Hesperidin protects gentamicin-induced nephrotoxicity via Nrf2/HO-1 signaling and inhibits inflammation mediated by NF-κB in rats

• Protective effect of hesperidin (HDN) on nephrotoxicity was studied.
• Reduced expressions of inflammatory mediators were seen during HDN treatment.
• Inversed relationship in the expression of Nrf2 and NF-κB was caused by HDN.
• Multiple mechanisms of action of HDN in restraining nephrotoxicity are suggested.

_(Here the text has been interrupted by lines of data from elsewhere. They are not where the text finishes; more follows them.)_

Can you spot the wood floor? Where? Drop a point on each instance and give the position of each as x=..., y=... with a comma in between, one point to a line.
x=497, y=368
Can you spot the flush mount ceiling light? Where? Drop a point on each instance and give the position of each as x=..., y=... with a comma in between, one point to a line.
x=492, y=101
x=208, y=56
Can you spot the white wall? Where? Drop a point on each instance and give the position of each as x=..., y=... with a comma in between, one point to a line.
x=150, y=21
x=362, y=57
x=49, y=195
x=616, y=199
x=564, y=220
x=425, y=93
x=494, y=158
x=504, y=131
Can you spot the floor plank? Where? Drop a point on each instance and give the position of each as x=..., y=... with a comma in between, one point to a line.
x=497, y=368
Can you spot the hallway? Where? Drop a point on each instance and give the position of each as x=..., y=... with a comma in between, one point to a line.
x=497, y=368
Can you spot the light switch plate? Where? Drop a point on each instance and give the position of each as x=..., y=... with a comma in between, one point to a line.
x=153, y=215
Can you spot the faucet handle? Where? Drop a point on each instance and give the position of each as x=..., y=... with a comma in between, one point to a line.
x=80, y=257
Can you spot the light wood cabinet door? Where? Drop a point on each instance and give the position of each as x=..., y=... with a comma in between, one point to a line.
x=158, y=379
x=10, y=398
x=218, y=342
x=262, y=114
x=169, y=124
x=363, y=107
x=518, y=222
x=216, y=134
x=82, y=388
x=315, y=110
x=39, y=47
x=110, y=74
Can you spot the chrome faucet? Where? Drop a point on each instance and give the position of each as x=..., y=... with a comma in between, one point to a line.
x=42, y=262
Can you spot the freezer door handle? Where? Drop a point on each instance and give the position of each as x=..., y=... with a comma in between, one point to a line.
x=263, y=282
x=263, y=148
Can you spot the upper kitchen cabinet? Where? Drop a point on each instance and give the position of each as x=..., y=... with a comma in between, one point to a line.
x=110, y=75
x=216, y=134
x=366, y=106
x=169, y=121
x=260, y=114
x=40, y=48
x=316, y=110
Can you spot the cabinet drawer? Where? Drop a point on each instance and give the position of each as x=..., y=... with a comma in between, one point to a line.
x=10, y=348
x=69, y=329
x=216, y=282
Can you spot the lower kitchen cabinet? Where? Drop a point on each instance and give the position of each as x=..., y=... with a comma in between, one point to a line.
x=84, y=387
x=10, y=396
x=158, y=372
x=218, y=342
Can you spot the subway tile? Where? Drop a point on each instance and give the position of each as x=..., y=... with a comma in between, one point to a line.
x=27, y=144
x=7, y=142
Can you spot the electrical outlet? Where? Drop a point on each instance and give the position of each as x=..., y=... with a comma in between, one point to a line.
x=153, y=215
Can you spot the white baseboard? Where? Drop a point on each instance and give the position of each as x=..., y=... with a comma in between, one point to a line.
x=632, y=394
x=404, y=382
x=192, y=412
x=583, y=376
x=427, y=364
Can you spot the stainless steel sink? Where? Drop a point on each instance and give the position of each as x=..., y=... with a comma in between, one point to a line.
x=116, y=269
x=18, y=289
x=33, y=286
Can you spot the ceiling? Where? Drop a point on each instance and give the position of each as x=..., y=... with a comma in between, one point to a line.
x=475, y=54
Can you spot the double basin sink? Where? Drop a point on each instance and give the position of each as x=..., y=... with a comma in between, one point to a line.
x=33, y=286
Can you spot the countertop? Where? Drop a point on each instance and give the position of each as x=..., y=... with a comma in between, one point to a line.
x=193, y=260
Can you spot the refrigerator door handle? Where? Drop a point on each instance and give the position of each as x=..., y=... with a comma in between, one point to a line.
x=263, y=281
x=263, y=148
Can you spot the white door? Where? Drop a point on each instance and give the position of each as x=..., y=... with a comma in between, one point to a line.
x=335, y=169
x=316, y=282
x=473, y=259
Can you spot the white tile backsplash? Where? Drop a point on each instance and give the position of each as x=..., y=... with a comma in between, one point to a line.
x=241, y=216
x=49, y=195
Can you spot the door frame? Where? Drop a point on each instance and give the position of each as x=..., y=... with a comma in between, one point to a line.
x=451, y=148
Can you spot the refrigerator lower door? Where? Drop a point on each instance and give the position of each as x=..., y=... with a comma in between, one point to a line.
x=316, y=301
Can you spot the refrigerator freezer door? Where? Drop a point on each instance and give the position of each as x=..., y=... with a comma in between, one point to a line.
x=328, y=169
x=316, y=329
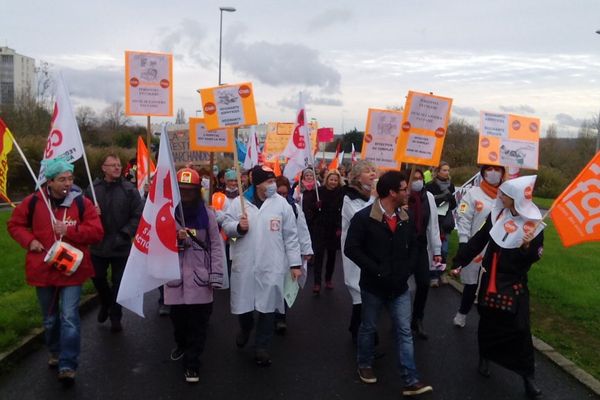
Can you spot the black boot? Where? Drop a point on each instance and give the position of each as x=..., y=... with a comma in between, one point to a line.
x=417, y=327
x=484, y=367
x=531, y=388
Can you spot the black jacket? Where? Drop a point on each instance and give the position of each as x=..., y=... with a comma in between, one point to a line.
x=386, y=259
x=121, y=208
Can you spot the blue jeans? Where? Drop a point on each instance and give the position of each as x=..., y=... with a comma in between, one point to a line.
x=60, y=310
x=400, y=312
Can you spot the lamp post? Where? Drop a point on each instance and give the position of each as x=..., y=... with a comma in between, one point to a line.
x=228, y=9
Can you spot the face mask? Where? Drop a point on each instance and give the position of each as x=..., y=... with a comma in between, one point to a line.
x=271, y=190
x=416, y=186
x=493, y=177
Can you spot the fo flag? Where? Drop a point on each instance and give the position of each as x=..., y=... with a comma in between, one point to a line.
x=153, y=260
x=298, y=148
x=576, y=212
x=64, y=139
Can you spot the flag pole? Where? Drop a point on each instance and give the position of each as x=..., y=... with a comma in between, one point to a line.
x=52, y=218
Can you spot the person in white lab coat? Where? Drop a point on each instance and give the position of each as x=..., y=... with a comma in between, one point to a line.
x=361, y=181
x=266, y=248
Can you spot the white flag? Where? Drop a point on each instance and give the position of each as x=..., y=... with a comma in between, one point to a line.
x=252, y=155
x=64, y=139
x=154, y=260
x=298, y=148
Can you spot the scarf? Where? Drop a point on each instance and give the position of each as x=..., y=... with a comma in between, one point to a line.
x=489, y=190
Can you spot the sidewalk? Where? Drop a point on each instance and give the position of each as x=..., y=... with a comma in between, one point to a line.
x=315, y=360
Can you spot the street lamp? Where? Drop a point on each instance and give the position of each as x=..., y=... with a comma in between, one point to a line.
x=227, y=9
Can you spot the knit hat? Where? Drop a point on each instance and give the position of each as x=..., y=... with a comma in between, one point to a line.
x=56, y=166
x=260, y=173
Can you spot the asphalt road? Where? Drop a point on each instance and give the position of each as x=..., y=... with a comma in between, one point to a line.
x=314, y=360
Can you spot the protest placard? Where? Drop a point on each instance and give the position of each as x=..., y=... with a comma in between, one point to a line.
x=508, y=140
x=424, y=127
x=148, y=83
x=228, y=106
x=381, y=138
x=201, y=139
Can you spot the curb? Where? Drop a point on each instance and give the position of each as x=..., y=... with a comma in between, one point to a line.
x=561, y=361
x=35, y=339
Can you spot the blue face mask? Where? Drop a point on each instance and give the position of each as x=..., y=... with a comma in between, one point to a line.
x=271, y=190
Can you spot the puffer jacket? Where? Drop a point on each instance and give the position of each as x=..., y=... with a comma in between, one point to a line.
x=80, y=233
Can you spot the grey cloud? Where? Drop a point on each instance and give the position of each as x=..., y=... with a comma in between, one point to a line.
x=329, y=17
x=523, y=108
x=186, y=39
x=283, y=64
x=465, y=111
x=292, y=101
x=98, y=83
x=566, y=119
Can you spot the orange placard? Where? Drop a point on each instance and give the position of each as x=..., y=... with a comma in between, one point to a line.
x=380, y=142
x=508, y=140
x=575, y=211
x=148, y=83
x=228, y=106
x=201, y=139
x=423, y=130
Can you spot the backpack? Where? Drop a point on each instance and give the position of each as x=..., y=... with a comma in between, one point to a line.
x=31, y=207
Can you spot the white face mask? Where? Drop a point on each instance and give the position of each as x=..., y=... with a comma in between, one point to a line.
x=492, y=177
x=271, y=190
x=417, y=185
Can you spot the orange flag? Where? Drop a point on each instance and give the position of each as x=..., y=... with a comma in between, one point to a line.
x=142, y=166
x=576, y=212
x=5, y=148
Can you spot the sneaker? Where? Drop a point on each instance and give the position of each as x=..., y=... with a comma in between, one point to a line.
x=164, y=310
x=366, y=375
x=262, y=358
x=416, y=389
x=242, y=338
x=66, y=377
x=102, y=314
x=460, y=320
x=177, y=353
x=192, y=375
x=115, y=326
x=53, y=361
x=280, y=327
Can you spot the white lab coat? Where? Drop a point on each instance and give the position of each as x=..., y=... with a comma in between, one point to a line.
x=473, y=210
x=351, y=270
x=262, y=256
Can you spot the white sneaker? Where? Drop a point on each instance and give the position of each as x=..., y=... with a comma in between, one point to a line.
x=460, y=320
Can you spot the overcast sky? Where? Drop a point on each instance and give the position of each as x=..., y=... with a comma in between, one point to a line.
x=531, y=57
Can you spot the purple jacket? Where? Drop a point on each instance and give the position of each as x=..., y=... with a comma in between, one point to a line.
x=201, y=267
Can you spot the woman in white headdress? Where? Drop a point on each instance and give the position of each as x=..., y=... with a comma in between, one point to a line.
x=514, y=238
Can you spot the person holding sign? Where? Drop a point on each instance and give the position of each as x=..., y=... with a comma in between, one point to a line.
x=265, y=250
x=74, y=222
x=474, y=208
x=514, y=239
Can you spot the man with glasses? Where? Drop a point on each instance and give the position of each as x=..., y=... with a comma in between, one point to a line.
x=381, y=241
x=120, y=208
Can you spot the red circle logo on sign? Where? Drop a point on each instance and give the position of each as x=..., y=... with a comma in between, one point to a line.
x=210, y=108
x=244, y=91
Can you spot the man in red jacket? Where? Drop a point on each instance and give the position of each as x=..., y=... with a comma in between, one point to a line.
x=74, y=221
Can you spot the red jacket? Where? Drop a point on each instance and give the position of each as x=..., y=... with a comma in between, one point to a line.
x=79, y=234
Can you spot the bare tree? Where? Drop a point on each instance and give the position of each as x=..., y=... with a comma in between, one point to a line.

The defensive effects of hesperidin (HDN, a bioflavonoid) was investigated on gentamicin (GEN) provoked nephrotoxicity in rats. The expression patterns of nuclear factor (erythroid-derived 2)-like 2 (Nrf2), nuclear factor-κB (NF-κB), cyclooxygenase-2 (COX-2), tumor necrosis factor-α (TNF-α), interleukin-6 (IL-6), kidney injury molecule (KIM-1), osteopontin, heme oxygenase-1 (HO-1), inducible nitric oxide synthase (iNOS) and heat shock protein-70 (HSP-70) were assessed to comprehend the mechanism of action of hesperidin. GEN treated rats showed increased expressions of KIM-1, osteopontin, COX-2, Nrf2, NF-κB, TNF-α, iNOS, IL-6 and HSP-70 and decreased expression of HO-1. HDN along with GEN decreased the expressions of all indices excluding HO-1 and Nrf2 and an inverse correlation of expression was seen in between Nrf2 and NF-κB. Scavenging of free radicals, suppression of inflammation, upregulation of HO-1 by Nrf2 mediated antioxidant response element system (ARE) and facilitation of antioxidative system by HDN would be responsible to thwart GEN induced renal damage.